La revue « Etudes Economiques » de BNP PARIBAS publiée il y a
quelques jours, estime que la demande adressée en 2009 aux économies émergentes
(dont fait partie la Tunisie) devrait être en baisse de 3 à 5% en volume ; et
que les prix des matières premières baisseraient de 50% pour le pétrole et de 25
à 30% pour les matières premières non pétrolières. Cette analyse prévoit
également une contraction des flux de capitaux privés étrangers vers les pays
émergents, qui avaient surtout concerné dans le passé le secteur énergétique.
Dit autrement, moins d’argent viendra de l’étranger pour financer les économies
des pays en développement du fait de la crise de liquidités à l’étranger.
Après une croissance en volume de 6,5% en 2007, et de 4,2% en
2008, il est donc probable que la croissance de 2009 se situe à un niveau
inférieur ; et la publication des indicateurs d’activité du 1er trimestre des
entreprises tunisiennes cotées pourrait même montrer des chiffres d’affaires en
recul pour certaines d’entre elles.

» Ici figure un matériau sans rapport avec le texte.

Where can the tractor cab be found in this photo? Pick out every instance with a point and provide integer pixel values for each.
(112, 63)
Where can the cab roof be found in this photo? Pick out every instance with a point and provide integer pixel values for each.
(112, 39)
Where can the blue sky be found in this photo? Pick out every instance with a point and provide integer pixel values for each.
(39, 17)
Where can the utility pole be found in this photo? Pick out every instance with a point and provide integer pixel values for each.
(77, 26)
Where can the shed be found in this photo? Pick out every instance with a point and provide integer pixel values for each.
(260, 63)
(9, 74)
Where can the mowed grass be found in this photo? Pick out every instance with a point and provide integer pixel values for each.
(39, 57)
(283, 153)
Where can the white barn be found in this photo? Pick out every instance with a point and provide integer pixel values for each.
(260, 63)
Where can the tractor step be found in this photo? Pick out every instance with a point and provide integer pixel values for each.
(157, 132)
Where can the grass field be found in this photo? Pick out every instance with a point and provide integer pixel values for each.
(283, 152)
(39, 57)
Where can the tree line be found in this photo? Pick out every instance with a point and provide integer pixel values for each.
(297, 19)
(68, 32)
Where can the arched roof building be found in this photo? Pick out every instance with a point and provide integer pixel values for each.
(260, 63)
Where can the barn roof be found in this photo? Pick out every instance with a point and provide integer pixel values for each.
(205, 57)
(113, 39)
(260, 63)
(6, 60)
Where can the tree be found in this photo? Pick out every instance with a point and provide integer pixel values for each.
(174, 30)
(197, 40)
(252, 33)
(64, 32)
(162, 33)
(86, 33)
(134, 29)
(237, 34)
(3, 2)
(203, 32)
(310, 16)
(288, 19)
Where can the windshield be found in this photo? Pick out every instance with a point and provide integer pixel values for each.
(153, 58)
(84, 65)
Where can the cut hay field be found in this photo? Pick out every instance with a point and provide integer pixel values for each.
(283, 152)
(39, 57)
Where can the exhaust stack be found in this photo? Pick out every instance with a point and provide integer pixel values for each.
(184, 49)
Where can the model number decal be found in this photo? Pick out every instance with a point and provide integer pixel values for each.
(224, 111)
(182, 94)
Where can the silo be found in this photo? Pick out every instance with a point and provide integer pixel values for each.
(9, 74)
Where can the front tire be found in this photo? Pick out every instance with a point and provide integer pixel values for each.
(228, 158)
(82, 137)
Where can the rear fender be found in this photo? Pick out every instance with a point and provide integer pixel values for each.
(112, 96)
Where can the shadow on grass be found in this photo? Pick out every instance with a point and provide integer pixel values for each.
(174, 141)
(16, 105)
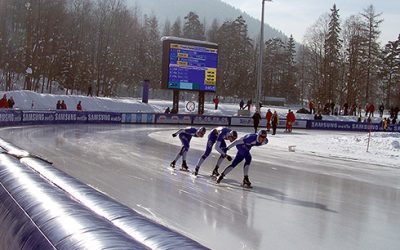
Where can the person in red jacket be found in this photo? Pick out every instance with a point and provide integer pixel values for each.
(268, 117)
(216, 101)
(79, 106)
(4, 102)
(290, 119)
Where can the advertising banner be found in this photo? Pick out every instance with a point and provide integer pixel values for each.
(173, 119)
(348, 126)
(10, 117)
(104, 117)
(211, 120)
(138, 118)
(38, 117)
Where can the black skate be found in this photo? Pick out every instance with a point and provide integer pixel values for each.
(215, 172)
(220, 178)
(246, 182)
(184, 166)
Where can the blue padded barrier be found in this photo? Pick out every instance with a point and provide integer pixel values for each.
(124, 219)
(36, 215)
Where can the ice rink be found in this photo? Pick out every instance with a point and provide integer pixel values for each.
(299, 200)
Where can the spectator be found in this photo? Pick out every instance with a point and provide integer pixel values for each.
(256, 120)
(249, 102)
(311, 107)
(346, 109)
(79, 106)
(385, 124)
(241, 104)
(318, 116)
(90, 91)
(290, 119)
(381, 109)
(216, 101)
(371, 110)
(4, 102)
(268, 117)
(58, 105)
(11, 103)
(274, 122)
(366, 109)
(63, 105)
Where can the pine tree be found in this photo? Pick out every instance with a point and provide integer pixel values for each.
(371, 47)
(332, 56)
(193, 28)
(390, 72)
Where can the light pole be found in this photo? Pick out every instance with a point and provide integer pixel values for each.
(260, 58)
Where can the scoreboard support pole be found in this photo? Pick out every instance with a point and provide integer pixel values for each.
(201, 103)
(175, 102)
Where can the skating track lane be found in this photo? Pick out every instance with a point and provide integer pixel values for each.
(299, 201)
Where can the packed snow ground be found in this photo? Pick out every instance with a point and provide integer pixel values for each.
(384, 147)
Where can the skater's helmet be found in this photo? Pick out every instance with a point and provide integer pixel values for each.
(262, 135)
(232, 135)
(201, 132)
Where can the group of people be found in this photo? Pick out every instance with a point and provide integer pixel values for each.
(273, 121)
(218, 137)
(7, 103)
(63, 106)
(248, 104)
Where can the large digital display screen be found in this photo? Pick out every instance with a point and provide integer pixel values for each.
(190, 65)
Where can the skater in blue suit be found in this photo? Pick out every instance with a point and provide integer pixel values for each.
(244, 146)
(217, 135)
(185, 135)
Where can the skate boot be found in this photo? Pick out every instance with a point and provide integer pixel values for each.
(220, 178)
(215, 172)
(246, 182)
(184, 166)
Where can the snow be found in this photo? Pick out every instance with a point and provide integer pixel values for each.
(383, 149)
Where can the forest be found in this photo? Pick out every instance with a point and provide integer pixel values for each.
(113, 48)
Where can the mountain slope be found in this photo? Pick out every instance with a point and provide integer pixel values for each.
(207, 10)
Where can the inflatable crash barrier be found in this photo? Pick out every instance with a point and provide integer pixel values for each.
(43, 208)
(10, 117)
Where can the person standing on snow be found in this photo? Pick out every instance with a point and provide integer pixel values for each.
(274, 122)
(217, 135)
(185, 135)
(216, 101)
(268, 117)
(256, 120)
(244, 146)
(290, 119)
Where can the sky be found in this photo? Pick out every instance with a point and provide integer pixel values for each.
(295, 16)
(384, 147)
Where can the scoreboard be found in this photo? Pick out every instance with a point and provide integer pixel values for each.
(189, 65)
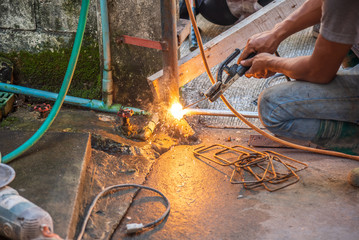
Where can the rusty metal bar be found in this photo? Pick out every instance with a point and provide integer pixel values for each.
(142, 42)
(169, 88)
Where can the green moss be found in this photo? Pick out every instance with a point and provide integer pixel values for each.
(46, 70)
(8, 121)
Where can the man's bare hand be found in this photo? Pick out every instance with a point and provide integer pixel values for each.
(264, 42)
(258, 66)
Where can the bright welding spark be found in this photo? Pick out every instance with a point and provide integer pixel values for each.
(177, 111)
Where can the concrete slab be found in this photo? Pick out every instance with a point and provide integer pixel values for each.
(205, 205)
(51, 173)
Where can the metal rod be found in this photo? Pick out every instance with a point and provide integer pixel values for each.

A ce niveau, il faut souligner le phénomène
exceptionnel que constitue la chute des prix des matières premières (pétrole,
aluminium, plomb, cuivre….). Pour certaines entreprises, cette chute va avoir
une répercussion positive sur leurs achats; et la baisse de leur CA n’impactera
pas mécaniquement la rentabilité de ces dernières. Dans certains cas, l’effet
global de ces deux évolutions pourrait même se traduire par des bénéfices nets
en progression. C’est donc avec discernement que les investisseurs devront lire
les publications trimestrielles des sociétés cotées en ce début 2009.

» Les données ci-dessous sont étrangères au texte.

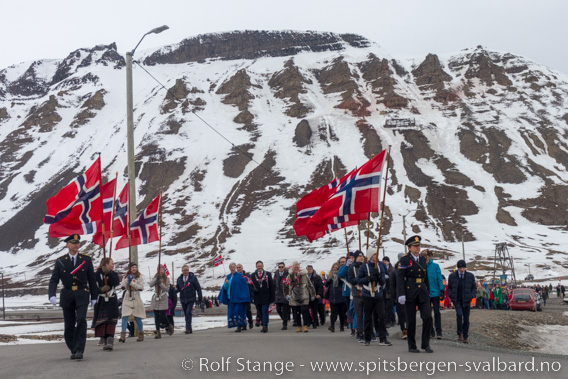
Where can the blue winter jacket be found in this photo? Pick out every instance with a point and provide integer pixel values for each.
(435, 279)
(364, 275)
(342, 273)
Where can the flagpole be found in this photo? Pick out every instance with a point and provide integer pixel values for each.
(128, 229)
(382, 213)
(346, 242)
(102, 207)
(359, 230)
(112, 217)
(160, 223)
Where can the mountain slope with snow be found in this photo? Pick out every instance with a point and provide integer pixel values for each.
(479, 148)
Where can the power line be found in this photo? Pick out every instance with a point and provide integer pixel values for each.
(202, 120)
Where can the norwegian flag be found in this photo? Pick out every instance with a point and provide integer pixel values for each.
(311, 203)
(333, 228)
(120, 213)
(355, 196)
(78, 205)
(218, 260)
(145, 229)
(107, 193)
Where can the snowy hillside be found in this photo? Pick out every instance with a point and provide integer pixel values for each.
(479, 149)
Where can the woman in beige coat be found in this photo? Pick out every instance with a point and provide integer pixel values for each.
(159, 304)
(301, 292)
(132, 305)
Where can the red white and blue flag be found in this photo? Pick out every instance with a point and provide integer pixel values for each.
(107, 193)
(145, 228)
(76, 208)
(343, 202)
(218, 260)
(120, 214)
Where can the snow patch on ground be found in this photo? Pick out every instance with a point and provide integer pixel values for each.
(549, 339)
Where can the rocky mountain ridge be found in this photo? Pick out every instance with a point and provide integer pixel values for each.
(479, 144)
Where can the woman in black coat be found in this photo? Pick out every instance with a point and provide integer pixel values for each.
(106, 310)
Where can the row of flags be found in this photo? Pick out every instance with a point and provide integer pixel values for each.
(85, 205)
(343, 202)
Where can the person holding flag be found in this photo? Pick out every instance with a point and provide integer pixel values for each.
(188, 287)
(76, 273)
(159, 302)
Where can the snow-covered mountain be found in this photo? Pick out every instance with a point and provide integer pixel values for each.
(479, 148)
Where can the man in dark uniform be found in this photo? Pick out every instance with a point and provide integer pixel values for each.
(412, 291)
(78, 278)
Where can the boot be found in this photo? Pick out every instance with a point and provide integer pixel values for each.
(109, 343)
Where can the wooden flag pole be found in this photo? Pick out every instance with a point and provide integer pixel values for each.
(112, 217)
(382, 213)
(346, 242)
(359, 230)
(160, 226)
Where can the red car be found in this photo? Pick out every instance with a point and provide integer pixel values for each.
(525, 299)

Quant aux banques commerciales tunisiennes, qui représentent
plus de la moitié de la capitalisation de la Bourse de Tunis, la baisse récente
– et importante- des taux courts (75 points de base) va affecter leur marge
nette d’intérêt. Toutes choses égales par ailleurs, cette marge nette d’intérêt
pourrait baisser de 15% impactant directement leur PNB, dont elles représentent
la principale source.
Toutefois, en aval du PNB, la couverture des créances classées
par les provisions, qui avait lourdement ponctionné la rentabilité des banques,
s’est nettement améliorée, certaines banques atteignant déjà l’objectif de 70%
fixée par la Banque Centrale comme niveau à atteindre en 2009. Cette évolution
va se traduire par des dotations aux provisions relativement moins importantes,
et ouvre des perspectives favorables pour les bénéfices des banques.
L’environnement dans lequel opèrent aujourd’hui les entreprises
tunisiennes est plus aléatoire, plus difficile à interpréter, avec des
évolutions rapides au niveau de la demande, des prix de vente et des achats, des
taux de change et d’intérêt. C’est dans ce contexte compliqué et volatile que
les investisseurs doivent fonder leurs décisions d’investissement, et les
analystes leurs recommandations. Les deux sont appelés aujourd’hui à un
impératif d’analyse approfondie sur les fondamentaux des entreprises et sur leur
environnement, et à une estimation plus fine des risques.